Tuesday, July 4, 2017

Cold Summer by Gwen Cole

This review was written by: C
Received: Library
Date of Publication: May 2017
Pages: 322
Stars: 3.5/5

Official Summary:

Today, he’s a high school dropout with no future.
Tomorrow, he’s a soldier in World War II.

Kale Jackson has spent years trying to control his time-traveling ability but hasn’t had much luck. One day he lives in 1945, fighting in the war as a sharpshooter and helplessly watching soldiers—friends—die. Then the next day, he’s back in the present, where WWII has bled into his modern life in the form of PTSD, straining his relationship with his father and the few friends he has left. Every day it becomes harder to hide his battle wounds, both physical and mental, from the past.

When the ex-girl-next-door, Harper, moves back to town, thoughts of what could be if only he had a normal life begin to haunt him. Harper reminds him of the person he was before the PTSD, which helps anchor him to the present. With practice, maybe Kale could remain in the present permanently and never step foot on a battlefield again. Maybe he can have the normal life he craves.

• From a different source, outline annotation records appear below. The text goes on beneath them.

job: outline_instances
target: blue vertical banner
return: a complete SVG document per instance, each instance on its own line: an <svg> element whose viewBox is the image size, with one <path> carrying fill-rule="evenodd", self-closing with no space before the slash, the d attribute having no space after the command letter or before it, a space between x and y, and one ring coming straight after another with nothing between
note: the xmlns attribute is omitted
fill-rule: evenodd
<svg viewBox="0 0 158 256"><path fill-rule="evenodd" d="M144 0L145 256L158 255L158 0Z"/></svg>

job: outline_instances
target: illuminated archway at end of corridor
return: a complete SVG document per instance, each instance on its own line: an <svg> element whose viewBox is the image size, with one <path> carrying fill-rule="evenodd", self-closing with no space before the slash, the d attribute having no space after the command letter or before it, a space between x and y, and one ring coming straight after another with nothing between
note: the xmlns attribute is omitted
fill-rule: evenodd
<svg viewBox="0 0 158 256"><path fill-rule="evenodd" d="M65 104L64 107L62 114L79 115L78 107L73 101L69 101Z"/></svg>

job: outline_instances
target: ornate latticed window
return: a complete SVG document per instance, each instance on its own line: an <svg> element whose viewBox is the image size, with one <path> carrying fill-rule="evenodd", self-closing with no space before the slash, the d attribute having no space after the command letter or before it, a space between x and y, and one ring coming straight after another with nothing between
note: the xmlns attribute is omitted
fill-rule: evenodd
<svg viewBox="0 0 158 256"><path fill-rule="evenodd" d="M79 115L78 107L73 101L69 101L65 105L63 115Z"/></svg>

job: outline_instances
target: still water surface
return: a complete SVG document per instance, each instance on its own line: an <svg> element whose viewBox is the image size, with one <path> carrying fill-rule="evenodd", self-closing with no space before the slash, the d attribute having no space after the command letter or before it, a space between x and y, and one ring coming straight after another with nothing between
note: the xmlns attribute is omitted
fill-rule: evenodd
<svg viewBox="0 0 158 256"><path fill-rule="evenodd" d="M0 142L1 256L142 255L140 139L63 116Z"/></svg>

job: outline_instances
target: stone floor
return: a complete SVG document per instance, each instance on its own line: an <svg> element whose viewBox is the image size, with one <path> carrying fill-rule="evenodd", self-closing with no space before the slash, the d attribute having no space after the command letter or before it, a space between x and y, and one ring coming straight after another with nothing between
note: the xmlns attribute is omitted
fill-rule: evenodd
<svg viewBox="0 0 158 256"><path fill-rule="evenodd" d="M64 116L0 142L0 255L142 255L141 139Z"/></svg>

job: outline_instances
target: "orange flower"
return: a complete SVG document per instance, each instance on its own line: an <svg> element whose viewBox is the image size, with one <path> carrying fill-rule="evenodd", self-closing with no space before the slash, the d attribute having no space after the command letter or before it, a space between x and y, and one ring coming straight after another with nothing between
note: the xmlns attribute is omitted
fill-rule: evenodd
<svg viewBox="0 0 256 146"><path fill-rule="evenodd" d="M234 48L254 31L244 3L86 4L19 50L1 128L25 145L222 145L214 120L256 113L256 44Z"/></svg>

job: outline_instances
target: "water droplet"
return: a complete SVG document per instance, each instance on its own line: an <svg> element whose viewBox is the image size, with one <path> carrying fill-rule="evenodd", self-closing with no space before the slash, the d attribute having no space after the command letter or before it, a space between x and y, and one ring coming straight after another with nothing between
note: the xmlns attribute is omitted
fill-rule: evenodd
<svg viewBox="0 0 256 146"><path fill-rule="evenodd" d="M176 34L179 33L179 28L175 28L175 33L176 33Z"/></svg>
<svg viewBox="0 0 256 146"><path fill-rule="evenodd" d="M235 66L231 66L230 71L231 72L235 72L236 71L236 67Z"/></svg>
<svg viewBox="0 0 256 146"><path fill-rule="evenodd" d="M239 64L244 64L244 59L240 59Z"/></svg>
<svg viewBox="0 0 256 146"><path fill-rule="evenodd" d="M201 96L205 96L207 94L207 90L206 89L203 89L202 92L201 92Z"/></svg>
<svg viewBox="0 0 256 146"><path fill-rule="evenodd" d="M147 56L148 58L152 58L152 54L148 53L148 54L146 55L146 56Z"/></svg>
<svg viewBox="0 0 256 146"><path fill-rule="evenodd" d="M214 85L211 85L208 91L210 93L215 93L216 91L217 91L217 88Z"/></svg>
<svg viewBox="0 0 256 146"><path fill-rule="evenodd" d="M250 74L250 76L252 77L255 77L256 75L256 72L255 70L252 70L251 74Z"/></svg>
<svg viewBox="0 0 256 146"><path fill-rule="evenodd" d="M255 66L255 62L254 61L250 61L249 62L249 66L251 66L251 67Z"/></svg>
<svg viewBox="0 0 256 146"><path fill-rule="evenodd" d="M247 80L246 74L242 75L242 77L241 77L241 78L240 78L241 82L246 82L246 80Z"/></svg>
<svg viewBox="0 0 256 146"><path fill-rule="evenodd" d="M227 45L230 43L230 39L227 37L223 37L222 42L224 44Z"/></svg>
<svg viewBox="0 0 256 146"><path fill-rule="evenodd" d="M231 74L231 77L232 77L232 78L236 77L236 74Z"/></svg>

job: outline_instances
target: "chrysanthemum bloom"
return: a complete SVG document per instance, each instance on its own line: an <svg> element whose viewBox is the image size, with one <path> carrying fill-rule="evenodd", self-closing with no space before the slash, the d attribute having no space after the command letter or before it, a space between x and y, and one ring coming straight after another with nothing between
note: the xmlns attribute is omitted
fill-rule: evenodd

But then Harper finds Kale’s name in a historical article—and he’s listed as a casualty of the war. Kale knows now that he must learn to control his time-traveling ability to save himself and his chance at a life with Harper. Otherwise, he’ll be killed in a time where he doesn’t belong by a bullet that was never meant for him.

My Thoughts:

“Sometimes when you go through things, you bottle them up inside and try to act like everything is fine. Because you want to forget they ever happened. But you have to trust me when I say that doesn't work. In order for you to move on, you have to let them out.”
― Gwen Cole, Cold Summer 

 Time travel is a concept that I love to find in books. However, its inclusion can result in the story following one of two paths: time travel takes far too much precedence and convolutes the story with overcomplicated events and technicalities (for me, this happened with Pathfinder) or the concept isn't thought out well enough, resulting in plot holes and the inclusion of time travel becoming lackluster. However, with Cold Summer, Cole didn't overcomplicate any aspects of time travel, which surprised me. She made the explanation of Kale's abilities simple and to the point, which I greatly appreciated, but was slightly disappointed that there really wasn't much else to it.

Cold Summer reminds me of The Time Traveler's Wife in the sense that the main male protagonist will eventually die as a result of his time traveling abilities. This definitely peaked my interest and I just had to know how the story would unfold. I also found a happy medium of time travel and emotional depth/development of characters. Kale and Harper have a mature and fleshed out relationship that I fell in love with. Bonus, the two are just too freaking adorable together. 

It was strange that Kale went from traveling infrequently to random points in the past (he has never traveled to the future) to traveling every three or four days to World War II where he was mistaken as an enlisted soldier, forcing him to fight and come to terms with his new reality -- killing Germans. He was stuck in a terrible situation and he came back to the present with a lot of baggage, including PTSD. What made it even worse was that only a handful of people actually believed that he traveled to the past, and his parents were not in that category. His mother eventually left and his father simply believes that Kale's running away from home or disappearing for selfish reasons. Thus, Kale has an extremely strained relationship with his dad.

Kale's circumstances and gift make him a broken character and this just made him even more interesting, especially when he has to come to terms with the reason as to why he has been time traveling more frequently. Cole also makes a point of bringing up the fact that maybe the universe has a plan for Kale and that his excursions could occur simply because he is capable of making even the slightest of good impacts. I also loved the fact that Harper respected Kale's secrets. She promised never to ask where he went when he disappeared and he in turn promised that he would always come back to her. They had such a sweet relationship and it just made the story so much better. Also, Harper was a gamer and often wore various video game related t-shirts, which I can appreciate.

There were a couple things that did bug me about the book, but only one involved travel. It was a little too good to be true that Kale could disappear from World War II without anyone noticing. This just seemed a little strange. I understood that he reappeared pretty much exactly when and where he disappeared. However, wouldn't someone have noticed, especially when Kale was in a foxhole with a fellow soldier? The second aspect that got under my skin was the fact that Kale's father didn't believe his son could travel through time for probably a decade, but all of a sudden he believed once Kale's brother tried to talk to him. The change seemed far too sudden and a little unbelievable. However, I did enjoy the book in the end.